Over the next week, I’m ranking the 49ers position groups from strongest to weakest. Next up ...
Recap: The 49ers acquired Anquan Boldin in the 2013 offseason, and by the end of the year coaches voted him the team's MVP. Last year, the scenario repeated itself with safety Antoine Bethea, who was every bit the sturdy professional he was billed to be when they 49ers signed him to a four-year deal. The 49ers' safety duo -- Bethea and Eric Reid -- may not have the flair and fame of its Seattle counterpart, but the two give stability to San Francisco's defensive backfield, which is critical as the team is on its second pair of starting cornerbacks for the second straight year. The 49ers led the league in interceptions a year ago. Bethea, 30, had four, which tied his career high. Reid had three. What's more, the team has depth at the position. The 49ers used a first-round pick in 2014 on Jimmie Ward, a potential starting free safety who began the season as the nickel corner before going on injured reserve with a foot fracture. In May they used a second-round pick on Ward's former high-school teammateJaquiski Tartt, who has potential as a strong safety. Veteran Craig Dahl has been a reliable fill in recent years and was the 49ers' top special teams player a year ago. However, the 49ers are hoping that physical youngster L.J. McCray can develop into the sort of coverage ace C.J. Spillman was for them until last season.
Outlook: As long as everyone is healthy, Bethea and Reid will continue to start and Ward at least will be the first option at nickel cornerback. General manager Trent Baalke, however, has hinted that the nickel spot could be more matchup-oriented than it was in recent seasons. That is, if 6-7 Seahawks tight end Jimmy Graham is lining up in the slot, the team could use a taller player (perhaps 6-2 cornerback Dontae Johnson) or a more physical player (perhaps 221-pount Tartt) to cover him. Tartt is interesting because he is a safety with size approaching that of a linebacker. He's aggressive and a good tackler. The 49ers could send him into games in dime packages, a formation they are bound to use against, say, Green Bay.

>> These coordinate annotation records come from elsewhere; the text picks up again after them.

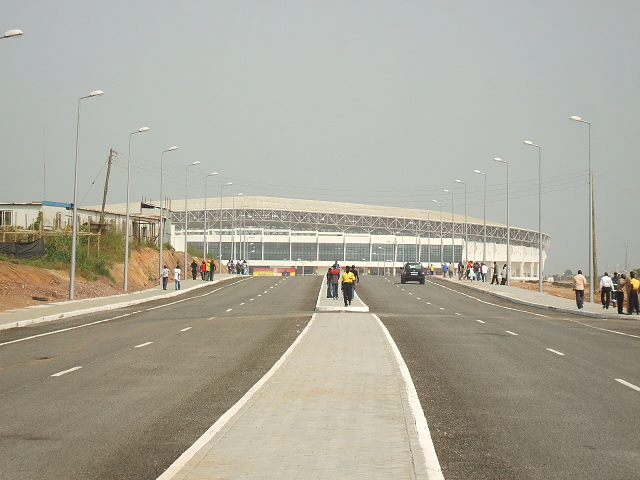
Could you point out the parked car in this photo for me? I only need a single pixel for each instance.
(413, 272)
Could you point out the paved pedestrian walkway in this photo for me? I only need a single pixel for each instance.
(539, 299)
(336, 406)
(21, 317)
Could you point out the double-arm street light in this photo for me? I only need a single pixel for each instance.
(453, 230)
(508, 226)
(126, 237)
(74, 231)
(161, 232)
(466, 240)
(484, 229)
(12, 33)
(186, 213)
(441, 233)
(228, 184)
(592, 270)
(205, 249)
(531, 144)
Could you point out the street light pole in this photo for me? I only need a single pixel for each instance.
(126, 228)
(531, 144)
(441, 233)
(508, 226)
(186, 213)
(204, 247)
(161, 233)
(453, 230)
(591, 265)
(466, 223)
(74, 231)
(484, 229)
(220, 235)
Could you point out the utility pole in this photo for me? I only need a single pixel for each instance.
(106, 184)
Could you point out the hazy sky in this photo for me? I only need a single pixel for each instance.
(380, 102)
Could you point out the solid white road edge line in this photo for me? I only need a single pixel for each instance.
(630, 385)
(424, 435)
(556, 352)
(59, 374)
(222, 421)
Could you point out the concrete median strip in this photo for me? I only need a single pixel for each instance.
(340, 403)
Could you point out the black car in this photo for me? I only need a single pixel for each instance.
(413, 272)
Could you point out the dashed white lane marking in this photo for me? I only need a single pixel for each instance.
(556, 352)
(64, 372)
(627, 384)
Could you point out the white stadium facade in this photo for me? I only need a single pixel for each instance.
(308, 235)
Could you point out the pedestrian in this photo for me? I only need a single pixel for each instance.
(194, 269)
(165, 277)
(579, 282)
(504, 274)
(622, 285)
(177, 273)
(494, 277)
(347, 286)
(606, 286)
(335, 280)
(329, 294)
(634, 286)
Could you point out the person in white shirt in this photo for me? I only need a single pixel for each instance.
(606, 286)
(177, 274)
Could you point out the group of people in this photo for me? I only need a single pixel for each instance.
(613, 291)
(239, 267)
(348, 280)
(207, 269)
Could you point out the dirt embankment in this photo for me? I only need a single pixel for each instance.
(21, 283)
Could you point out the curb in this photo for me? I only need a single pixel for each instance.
(112, 306)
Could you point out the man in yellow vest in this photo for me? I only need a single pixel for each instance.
(348, 279)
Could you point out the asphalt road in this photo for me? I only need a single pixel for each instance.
(513, 392)
(122, 394)
(509, 392)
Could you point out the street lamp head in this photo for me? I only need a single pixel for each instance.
(13, 33)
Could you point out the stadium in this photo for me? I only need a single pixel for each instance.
(307, 236)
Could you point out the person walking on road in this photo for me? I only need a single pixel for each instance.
(334, 280)
(579, 282)
(165, 277)
(606, 286)
(177, 273)
(634, 286)
(347, 286)
(622, 286)
(194, 269)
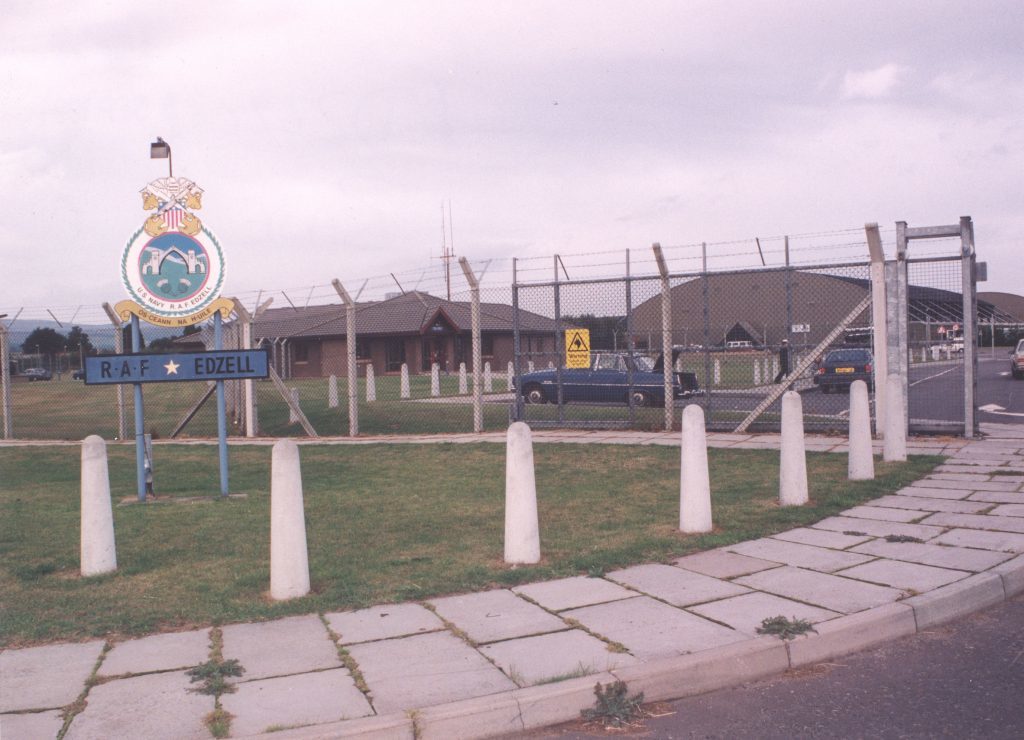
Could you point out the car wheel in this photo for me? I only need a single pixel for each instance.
(534, 394)
(640, 398)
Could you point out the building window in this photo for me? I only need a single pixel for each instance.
(394, 354)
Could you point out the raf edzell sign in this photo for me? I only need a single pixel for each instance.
(217, 365)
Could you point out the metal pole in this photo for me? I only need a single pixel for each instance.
(970, 323)
(353, 374)
(139, 423)
(218, 344)
(8, 432)
(474, 313)
(666, 336)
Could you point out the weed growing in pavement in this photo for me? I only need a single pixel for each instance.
(613, 705)
(785, 628)
(902, 538)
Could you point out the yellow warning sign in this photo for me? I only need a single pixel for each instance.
(578, 348)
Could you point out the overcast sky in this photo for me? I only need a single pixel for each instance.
(327, 135)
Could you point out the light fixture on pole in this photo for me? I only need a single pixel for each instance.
(160, 149)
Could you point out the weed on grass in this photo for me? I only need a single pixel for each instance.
(785, 628)
(613, 705)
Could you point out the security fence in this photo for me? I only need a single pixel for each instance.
(735, 338)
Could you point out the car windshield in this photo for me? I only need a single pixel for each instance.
(847, 355)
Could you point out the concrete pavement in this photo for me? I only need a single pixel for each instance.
(508, 660)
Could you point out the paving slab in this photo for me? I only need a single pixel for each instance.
(381, 622)
(674, 584)
(876, 528)
(997, 496)
(939, 556)
(29, 727)
(821, 537)
(314, 698)
(883, 514)
(1000, 541)
(425, 669)
(931, 505)
(649, 628)
(911, 577)
(830, 592)
(1008, 510)
(747, 612)
(293, 645)
(559, 655)
(47, 677)
(955, 600)
(158, 652)
(932, 482)
(977, 521)
(805, 556)
(494, 615)
(723, 564)
(571, 593)
(926, 492)
(155, 706)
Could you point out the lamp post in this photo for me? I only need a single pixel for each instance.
(160, 149)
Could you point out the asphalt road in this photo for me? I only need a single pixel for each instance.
(963, 680)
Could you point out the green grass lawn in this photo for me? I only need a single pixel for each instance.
(385, 523)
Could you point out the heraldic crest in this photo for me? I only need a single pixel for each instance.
(172, 266)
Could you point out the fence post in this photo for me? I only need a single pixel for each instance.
(663, 268)
(119, 348)
(879, 322)
(8, 432)
(474, 312)
(970, 323)
(353, 394)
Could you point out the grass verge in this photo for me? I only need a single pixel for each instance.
(385, 523)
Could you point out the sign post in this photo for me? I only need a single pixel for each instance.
(173, 269)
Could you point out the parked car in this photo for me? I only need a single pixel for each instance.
(1017, 360)
(37, 374)
(842, 366)
(607, 380)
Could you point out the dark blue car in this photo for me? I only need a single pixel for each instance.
(612, 378)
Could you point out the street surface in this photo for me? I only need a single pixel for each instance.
(962, 680)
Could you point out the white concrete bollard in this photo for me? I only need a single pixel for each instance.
(522, 532)
(860, 465)
(793, 459)
(332, 392)
(98, 552)
(694, 481)
(371, 384)
(894, 449)
(289, 557)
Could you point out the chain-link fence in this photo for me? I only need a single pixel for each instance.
(428, 358)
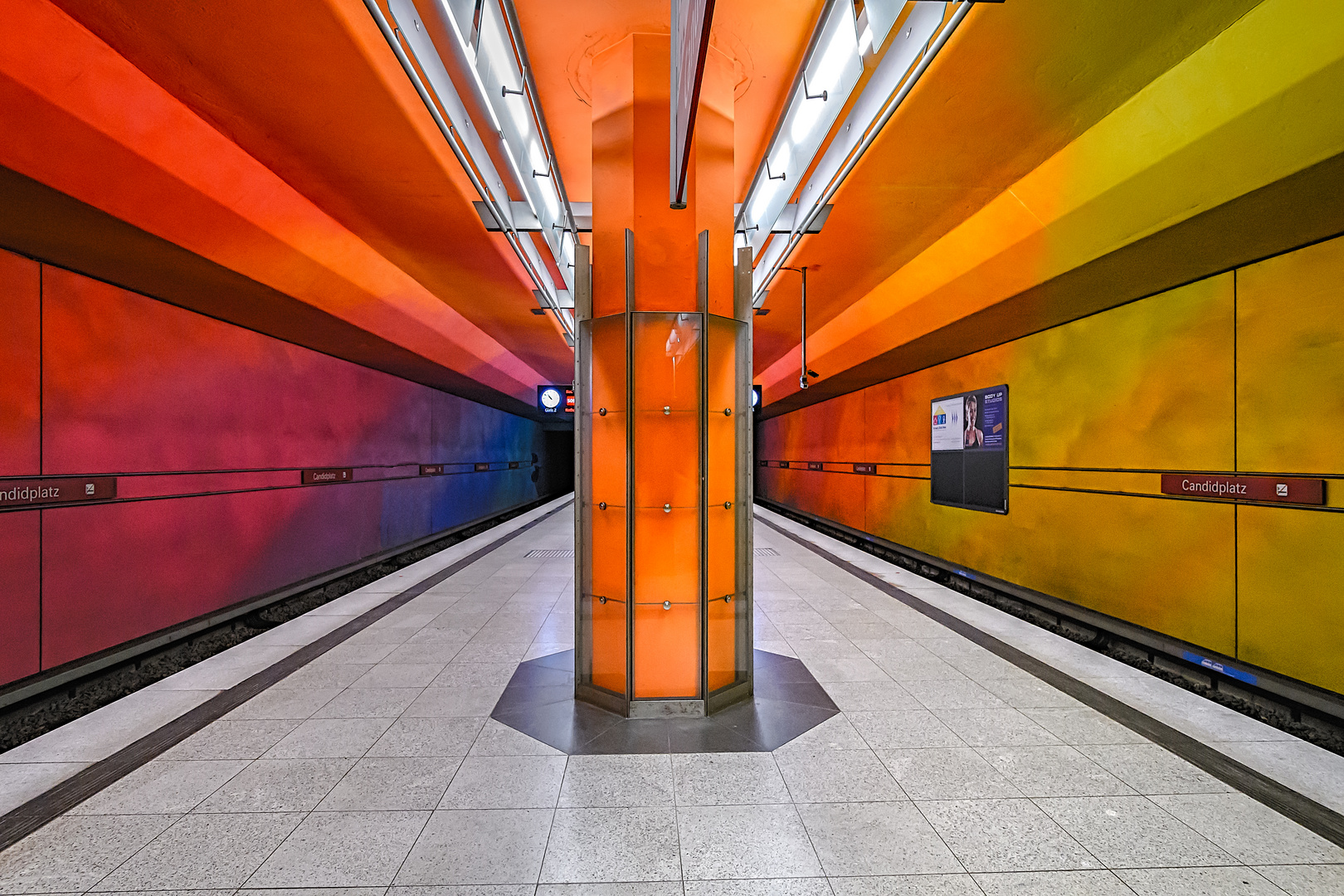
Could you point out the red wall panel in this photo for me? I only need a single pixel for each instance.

Question marks. Reid, 23, has suffered three concussions in the last two seasons. Given that two other young 49ers, Chris Borland and Anthony Davis, retired due to concussion concerns, the 49ers at least must wonder about Reid's long-term future. ... Ward, meanwhile, aggravated the foot injury he suffered in college while playing on the Louisiana Superdome's artificial surface Nov. 9. According to Ward, he bent the titanium screw that was inserted into his foot after the initial injury occurred. A bigger screw was inserted to replace the original one and Ward has not practiced since. However, he is expected to take part in training camp.
Person of interest: Eric Reid. The 49ers have already had two young, very talented players retire in their early 20s due to concussion concerns. Reid, 23, has made no hints in this regard, but you have to wonder how he'd react to a fourth head injury in three years. He's smart, responsible, the team's union representative and one of the young players who have stepped forward to grab a leadership position. That is, losing Reid would be a tremendous blow.